You must prouide [you with] a Turkish cappe,
A black moustache and a fauchion.
Giues paper to BAL[THAZAR].
You with a crosse, like a knight of Rhodes.
Giues another to LOR[ENZO].
And, madame, you must [then] attire your-selfe
He giueth BEL[-IMPERIA] another.
Like Phoebe, Flora, or the huntresse [Dian],
Which to your discretion shall seeme best.
And as for me, my lords, Ile looke to one,
And with the raunsome that the vice-roy sent
So furnish and performe this tragedie
As all the world shall say Hieronimo
Was liberall in gracing of it so.
BAL. Hieronimo, me thinks a comedie were better.
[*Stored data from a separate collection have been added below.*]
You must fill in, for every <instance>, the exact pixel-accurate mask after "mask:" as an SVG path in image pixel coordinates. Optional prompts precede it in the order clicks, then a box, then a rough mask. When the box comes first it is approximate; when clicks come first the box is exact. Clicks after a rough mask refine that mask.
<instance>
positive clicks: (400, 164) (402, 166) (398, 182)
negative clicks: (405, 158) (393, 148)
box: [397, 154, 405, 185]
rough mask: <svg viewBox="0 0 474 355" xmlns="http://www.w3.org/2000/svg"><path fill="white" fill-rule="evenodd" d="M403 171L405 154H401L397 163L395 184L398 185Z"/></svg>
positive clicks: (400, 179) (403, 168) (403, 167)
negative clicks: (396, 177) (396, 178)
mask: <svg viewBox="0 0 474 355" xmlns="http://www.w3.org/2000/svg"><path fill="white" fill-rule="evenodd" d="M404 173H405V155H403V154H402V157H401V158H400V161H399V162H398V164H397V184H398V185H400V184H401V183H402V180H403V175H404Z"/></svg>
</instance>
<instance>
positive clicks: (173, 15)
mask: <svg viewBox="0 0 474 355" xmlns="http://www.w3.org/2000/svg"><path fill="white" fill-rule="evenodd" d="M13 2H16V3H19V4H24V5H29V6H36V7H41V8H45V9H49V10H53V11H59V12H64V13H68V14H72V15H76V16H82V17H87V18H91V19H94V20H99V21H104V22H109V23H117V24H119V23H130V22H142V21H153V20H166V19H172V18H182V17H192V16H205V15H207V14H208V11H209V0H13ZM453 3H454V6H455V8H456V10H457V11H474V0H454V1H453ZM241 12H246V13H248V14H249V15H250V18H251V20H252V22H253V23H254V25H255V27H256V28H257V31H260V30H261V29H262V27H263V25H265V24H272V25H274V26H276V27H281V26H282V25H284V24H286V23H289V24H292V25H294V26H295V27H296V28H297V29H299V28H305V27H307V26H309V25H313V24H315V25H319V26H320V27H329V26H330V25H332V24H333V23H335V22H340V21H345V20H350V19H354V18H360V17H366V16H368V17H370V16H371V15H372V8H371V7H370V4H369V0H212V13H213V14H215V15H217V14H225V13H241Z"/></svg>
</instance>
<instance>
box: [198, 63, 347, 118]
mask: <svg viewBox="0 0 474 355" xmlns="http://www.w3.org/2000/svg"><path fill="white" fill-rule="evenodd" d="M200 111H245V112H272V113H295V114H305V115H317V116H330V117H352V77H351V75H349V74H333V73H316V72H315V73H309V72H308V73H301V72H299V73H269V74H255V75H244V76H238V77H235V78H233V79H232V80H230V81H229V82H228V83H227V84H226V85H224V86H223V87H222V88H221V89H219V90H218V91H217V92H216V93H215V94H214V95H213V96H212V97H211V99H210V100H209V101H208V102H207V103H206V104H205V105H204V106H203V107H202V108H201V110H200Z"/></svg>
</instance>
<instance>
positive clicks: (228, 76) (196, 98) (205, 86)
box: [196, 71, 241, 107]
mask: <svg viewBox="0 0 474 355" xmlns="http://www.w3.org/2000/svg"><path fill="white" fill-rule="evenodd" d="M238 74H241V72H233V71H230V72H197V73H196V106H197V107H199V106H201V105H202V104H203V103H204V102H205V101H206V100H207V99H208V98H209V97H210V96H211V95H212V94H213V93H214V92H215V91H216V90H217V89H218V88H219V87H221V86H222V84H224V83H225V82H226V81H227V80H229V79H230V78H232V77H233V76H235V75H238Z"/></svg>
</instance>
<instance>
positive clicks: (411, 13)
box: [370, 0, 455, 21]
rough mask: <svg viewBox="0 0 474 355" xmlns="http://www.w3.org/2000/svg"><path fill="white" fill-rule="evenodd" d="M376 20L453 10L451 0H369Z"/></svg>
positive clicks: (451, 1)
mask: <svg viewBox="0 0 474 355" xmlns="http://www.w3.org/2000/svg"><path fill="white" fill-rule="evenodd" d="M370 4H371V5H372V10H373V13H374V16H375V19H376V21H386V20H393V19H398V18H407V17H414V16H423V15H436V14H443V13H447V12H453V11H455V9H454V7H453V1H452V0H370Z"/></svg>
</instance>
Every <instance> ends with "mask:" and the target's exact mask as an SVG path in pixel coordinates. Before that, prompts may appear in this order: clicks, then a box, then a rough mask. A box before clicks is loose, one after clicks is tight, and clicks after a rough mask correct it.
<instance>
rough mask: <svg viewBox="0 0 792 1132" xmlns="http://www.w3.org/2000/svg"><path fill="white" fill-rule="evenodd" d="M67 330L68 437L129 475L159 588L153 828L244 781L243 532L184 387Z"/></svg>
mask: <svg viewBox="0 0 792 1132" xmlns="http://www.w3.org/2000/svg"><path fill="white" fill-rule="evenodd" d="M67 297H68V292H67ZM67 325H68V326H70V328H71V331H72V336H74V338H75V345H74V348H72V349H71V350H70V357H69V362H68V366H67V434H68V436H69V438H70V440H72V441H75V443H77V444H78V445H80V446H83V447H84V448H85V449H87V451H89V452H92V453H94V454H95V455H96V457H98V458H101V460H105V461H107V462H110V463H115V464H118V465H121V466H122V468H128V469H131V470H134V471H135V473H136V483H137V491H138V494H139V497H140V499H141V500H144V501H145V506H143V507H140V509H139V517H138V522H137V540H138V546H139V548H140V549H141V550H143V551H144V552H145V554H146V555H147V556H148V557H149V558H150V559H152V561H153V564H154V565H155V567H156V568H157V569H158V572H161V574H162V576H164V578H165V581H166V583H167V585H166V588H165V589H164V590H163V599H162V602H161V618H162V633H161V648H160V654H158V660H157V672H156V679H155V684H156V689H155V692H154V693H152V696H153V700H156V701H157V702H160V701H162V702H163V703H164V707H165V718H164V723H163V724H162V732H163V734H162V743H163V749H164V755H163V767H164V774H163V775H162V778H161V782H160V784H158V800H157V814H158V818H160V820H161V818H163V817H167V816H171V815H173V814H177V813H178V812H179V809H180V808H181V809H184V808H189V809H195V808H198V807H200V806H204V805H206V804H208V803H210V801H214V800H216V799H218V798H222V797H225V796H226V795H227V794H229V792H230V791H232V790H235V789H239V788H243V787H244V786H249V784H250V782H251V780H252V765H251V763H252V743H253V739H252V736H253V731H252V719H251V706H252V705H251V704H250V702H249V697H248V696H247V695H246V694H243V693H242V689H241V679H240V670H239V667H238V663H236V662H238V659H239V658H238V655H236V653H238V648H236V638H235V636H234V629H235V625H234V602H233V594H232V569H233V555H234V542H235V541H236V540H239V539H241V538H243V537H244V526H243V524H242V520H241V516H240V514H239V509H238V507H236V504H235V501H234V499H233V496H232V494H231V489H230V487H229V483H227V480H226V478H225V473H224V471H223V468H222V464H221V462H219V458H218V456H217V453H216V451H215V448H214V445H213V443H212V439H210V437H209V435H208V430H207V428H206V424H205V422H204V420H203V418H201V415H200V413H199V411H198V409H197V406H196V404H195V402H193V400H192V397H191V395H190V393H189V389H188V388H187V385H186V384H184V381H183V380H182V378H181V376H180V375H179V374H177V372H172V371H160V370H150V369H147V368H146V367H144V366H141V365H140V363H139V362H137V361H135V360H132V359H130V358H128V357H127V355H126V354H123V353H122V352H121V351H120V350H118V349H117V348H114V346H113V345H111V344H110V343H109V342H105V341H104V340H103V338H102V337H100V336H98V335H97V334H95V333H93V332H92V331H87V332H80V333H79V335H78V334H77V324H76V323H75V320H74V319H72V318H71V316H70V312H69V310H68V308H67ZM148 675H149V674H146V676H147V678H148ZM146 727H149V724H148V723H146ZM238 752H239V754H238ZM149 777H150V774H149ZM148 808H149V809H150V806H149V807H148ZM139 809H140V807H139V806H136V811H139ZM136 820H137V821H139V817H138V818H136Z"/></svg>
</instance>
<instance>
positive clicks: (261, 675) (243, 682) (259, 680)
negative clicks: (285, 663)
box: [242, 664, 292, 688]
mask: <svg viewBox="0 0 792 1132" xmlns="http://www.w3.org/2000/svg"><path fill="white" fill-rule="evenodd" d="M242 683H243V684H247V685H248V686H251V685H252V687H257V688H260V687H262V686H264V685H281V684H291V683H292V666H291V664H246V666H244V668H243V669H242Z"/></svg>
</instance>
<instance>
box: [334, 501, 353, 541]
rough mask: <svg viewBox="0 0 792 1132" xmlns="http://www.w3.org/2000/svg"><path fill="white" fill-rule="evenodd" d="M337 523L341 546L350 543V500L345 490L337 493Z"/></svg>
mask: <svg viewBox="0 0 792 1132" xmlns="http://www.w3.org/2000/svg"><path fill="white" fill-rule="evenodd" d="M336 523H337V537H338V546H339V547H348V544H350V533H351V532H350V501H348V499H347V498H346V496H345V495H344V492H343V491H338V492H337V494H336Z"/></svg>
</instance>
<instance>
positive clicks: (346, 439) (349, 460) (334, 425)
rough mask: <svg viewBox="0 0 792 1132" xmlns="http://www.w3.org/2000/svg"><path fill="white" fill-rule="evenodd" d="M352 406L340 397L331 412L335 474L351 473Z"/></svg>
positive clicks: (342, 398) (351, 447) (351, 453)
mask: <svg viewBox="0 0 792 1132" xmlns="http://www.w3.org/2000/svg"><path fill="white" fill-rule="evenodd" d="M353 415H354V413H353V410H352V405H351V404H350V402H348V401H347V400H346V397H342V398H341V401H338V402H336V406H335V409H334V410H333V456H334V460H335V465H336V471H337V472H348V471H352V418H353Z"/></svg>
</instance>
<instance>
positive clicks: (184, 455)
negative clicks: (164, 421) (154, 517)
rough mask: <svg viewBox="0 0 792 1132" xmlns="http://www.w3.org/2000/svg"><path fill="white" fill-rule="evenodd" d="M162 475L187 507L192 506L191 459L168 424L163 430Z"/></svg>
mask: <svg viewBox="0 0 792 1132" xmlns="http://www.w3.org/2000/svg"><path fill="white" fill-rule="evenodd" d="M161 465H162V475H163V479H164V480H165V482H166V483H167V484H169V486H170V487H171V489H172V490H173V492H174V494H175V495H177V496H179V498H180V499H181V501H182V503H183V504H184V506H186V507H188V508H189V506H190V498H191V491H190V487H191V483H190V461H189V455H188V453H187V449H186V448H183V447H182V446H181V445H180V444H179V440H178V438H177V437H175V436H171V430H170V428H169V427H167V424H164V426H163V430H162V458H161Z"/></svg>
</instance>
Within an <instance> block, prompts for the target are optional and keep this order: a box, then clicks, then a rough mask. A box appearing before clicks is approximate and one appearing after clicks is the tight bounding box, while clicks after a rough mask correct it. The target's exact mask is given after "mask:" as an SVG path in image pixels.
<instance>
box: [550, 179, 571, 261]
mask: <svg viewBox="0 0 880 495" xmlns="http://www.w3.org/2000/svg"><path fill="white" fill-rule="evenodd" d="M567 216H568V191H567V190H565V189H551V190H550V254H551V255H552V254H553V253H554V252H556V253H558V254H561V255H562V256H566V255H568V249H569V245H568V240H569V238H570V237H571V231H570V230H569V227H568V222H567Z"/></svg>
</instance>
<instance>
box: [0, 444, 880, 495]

HIERO. A comedie? fie! comedies are fit for common wits;
But to present a kingly troupe withall,
Giue me a stately-written tragedie,--
Tragedia cothurnata, fitting kings,
Containing matter, and not common things!
My lords, all this [our sport] must be perfourmed,
As fitting, for the first nights reuelling.
The Italian tragedians were so sharpe
Of wit that in one houres meditation
They would performe any-thing in action.
LOR. And well it may, for I haue seene the like
In Paris, mongst the French tragedians.
HIERO. In Paris? mas, and well remembered!--
Theres one thing more that rests for vs to doo.
BAL. Whats that, Hieronimo?
Forget not any-thing.
HIERO. Each one of vs
Must act his parte in vnknowne languages,
That it may breede the more varietie:
As you, my lord, in Latin, I in Greeke,
You in Italian, and, for-because I know
That Bel-imperia hath practised the French,
In courtly French shall all her phrases be.
BEL. You meane to try my cunning then, Hieronimo!
BAL. But this will be a meere confusion,
And hardly shall we all be vnderstoode.
HEIRO. It must be so; for the conclusion
Shall proue the inuention and all was good;
And I my-selfe in an oration,
That I will haue there behinde a curtaine,
And with a strange and wondrous shew besides,
Assure your-selfe, shall make the matter knowne.